Daisy smiles. “It could be way worse. Some girl on the third floor joined some group called Boxwatch. Apparently, like, sixty people get together every Wednesday at three in the morning and stare at a box in the quad. Now this girl won’t let anyone on her floor throw out or recycle boxes.”
“To watch a box?”
She shrugs. “Paul, the guy two doors down… his roommate has a scrapbook of his favorite autopsies. He’s majoring in forensic science, so I guess it’s not that weird, but next to his bed he keeps a mouse, which is also named Paul, in a jar full of formaldehyde. The roommate swears it’s a coincidence, but I don’t know.”

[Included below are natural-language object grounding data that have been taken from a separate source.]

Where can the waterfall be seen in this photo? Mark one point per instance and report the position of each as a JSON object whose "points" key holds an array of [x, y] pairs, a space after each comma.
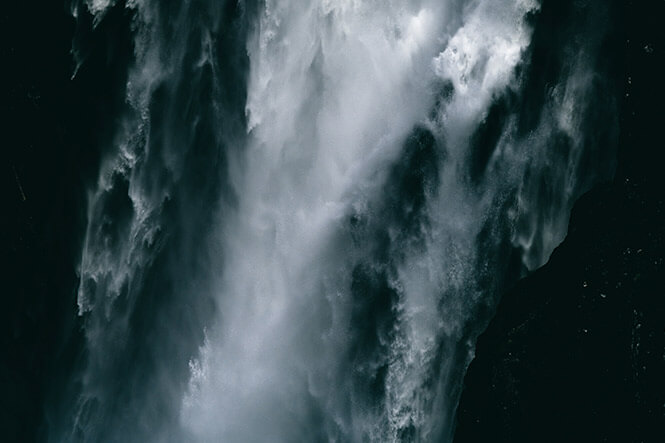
{"points": [[308, 211]]}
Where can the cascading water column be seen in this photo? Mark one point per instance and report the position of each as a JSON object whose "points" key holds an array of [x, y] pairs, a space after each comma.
{"points": [[335, 250]]}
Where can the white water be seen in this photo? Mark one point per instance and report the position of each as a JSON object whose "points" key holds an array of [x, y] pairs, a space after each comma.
{"points": [[334, 90]]}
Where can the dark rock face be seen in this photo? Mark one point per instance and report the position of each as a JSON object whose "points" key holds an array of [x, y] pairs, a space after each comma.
{"points": [[576, 351]]}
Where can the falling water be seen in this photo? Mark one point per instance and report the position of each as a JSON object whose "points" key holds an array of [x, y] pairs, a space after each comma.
{"points": [[309, 208]]}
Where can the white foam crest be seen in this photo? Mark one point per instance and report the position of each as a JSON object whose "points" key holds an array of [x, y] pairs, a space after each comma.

I laugh and silently decide that at this point I would take the creepy roommate over my own husband. “Okay, you win. So when do you need a wing woman?” I ask.
“Um… right about now?” Daisy says as though it’s an apology. “Honestly, an hour ago, but as soon as you can be ready will do just fine. I was invited to a party by a hockey player from my speech class. I hate to objectify someone, but he is what most women would refer to as pantie-dropping.”
“Oh god, I can’t tonight,” I tell her. “I’m exhausted and Bennett and I are—”
“In a fight,” she says. “I know. Most of the floor heard you screaming at him to get out.”
“Was I really screaming?” I ask.
“Loud enough for the reclusive Dylan to stick his head out of his door.”
“Christ,” I mutter.
“Don’t worry. He must have decided no one was in danger of being murdered, because he immediately retreated to his hidey-hole.” She yanks on my hand. “So come on. You need a drink and I’ll call us a car so we won’t even have to hoof it.”
I rub the heels of my palms into my eyes.
I should do this. I should go out and do college things. Daisy is nice. I have no friends and I do not want to be here if and when Bennett comes home. I’m a few weeks into the semester, and I have hardly had any experiences that could be classified as distinctly college.
“Fine, fine, fine,” I tell her. “But I can’t promise how late I’ll stay.”
True to her word, Daisy orders us a car, and we are caught in a minor traffic jam when we get stuck behind a herd of students walking to the football stadium for some late-night pep rally.